Essa linha de pensamento é exposta por Norbert Rouland, que destaca o fato de que a grande questão não é saber se após a concepção há uma vida, mas sim se tal vida, indubitavelmente presente, pode já ser considerada uma vida humana. Se for certo que o aborto dá fim a uma vida, pode haver sérias dúvidas quanto a poder ser essa vida já considerada humana.

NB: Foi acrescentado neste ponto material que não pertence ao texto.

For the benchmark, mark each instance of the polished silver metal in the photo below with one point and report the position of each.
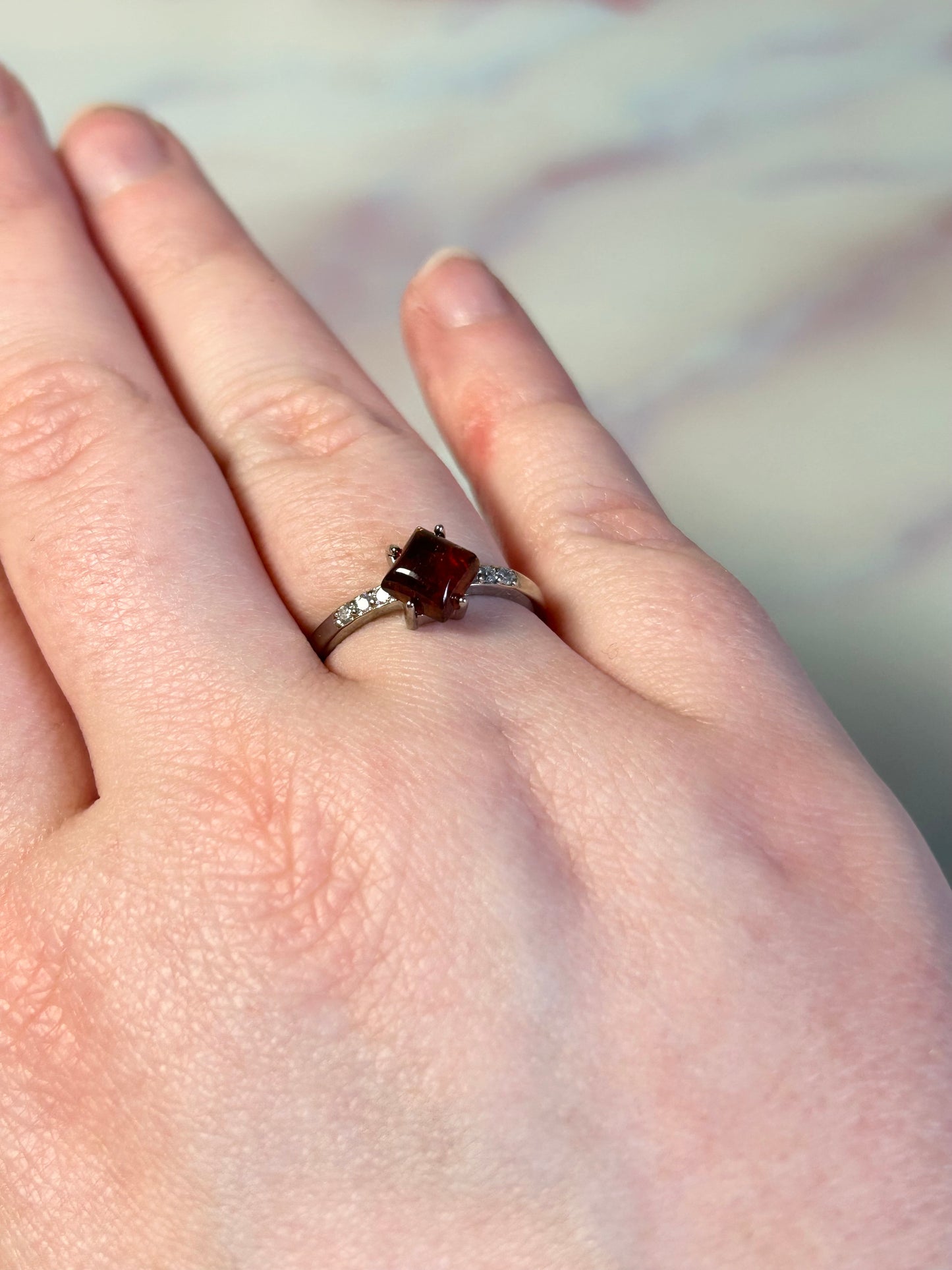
(498, 582)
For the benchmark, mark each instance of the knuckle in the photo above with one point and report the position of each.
(300, 417)
(59, 417)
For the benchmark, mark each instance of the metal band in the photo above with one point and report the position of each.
(498, 582)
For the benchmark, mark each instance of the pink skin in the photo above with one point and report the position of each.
(499, 944)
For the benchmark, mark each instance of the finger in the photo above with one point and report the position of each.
(45, 772)
(626, 589)
(325, 470)
(117, 531)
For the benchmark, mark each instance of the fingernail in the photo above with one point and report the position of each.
(119, 150)
(459, 290)
(8, 93)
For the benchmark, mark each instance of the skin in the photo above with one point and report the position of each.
(592, 944)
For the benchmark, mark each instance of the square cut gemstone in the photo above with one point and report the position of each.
(432, 571)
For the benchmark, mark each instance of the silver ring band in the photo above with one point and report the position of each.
(494, 581)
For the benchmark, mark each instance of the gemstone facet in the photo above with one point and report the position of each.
(432, 571)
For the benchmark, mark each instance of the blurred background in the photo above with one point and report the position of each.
(733, 220)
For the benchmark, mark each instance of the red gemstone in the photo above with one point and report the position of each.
(432, 571)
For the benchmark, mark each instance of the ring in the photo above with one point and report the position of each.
(428, 578)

No entanto, a presença da dúvida deveria militar em favor da vida humana e contra as práticas abortivas. [3] Afinal quem defenderia a tese de que na dúvida de haver uma pessoa dentro de um prédio poder-se-ia optar por implodi-lo sem qualquer culpa?
O autor defende a cautela estabelecida em prol da vida humana que passa a ser tutelada com a proibição do aborto pela legislação e até sua criminalização. Havendo a dúvida quanto à humanidade do concepto, a possibilidade ainda que remota de lesão a uma vida humana não permitiria a assunção do risco, de forma que a “transformação do aborto num direito subjetivo, sua possível banalização” seria um extremo lamentável. Ao suposto direito subjetivo das gestantes de optarem pela interrupção da gravidez opor-se-ia o fim de “proteger a pessoa, se necessário limitando os direitos subjetivos, operação que nada tem de escandalosa, tamanha é sua frequência em todas as áreas do direito (a propriedade privada pode ser expropriada; a teoria do abuso de direito veda ao titular de um direito usá-lo para prejudicar o próximo)”. [4]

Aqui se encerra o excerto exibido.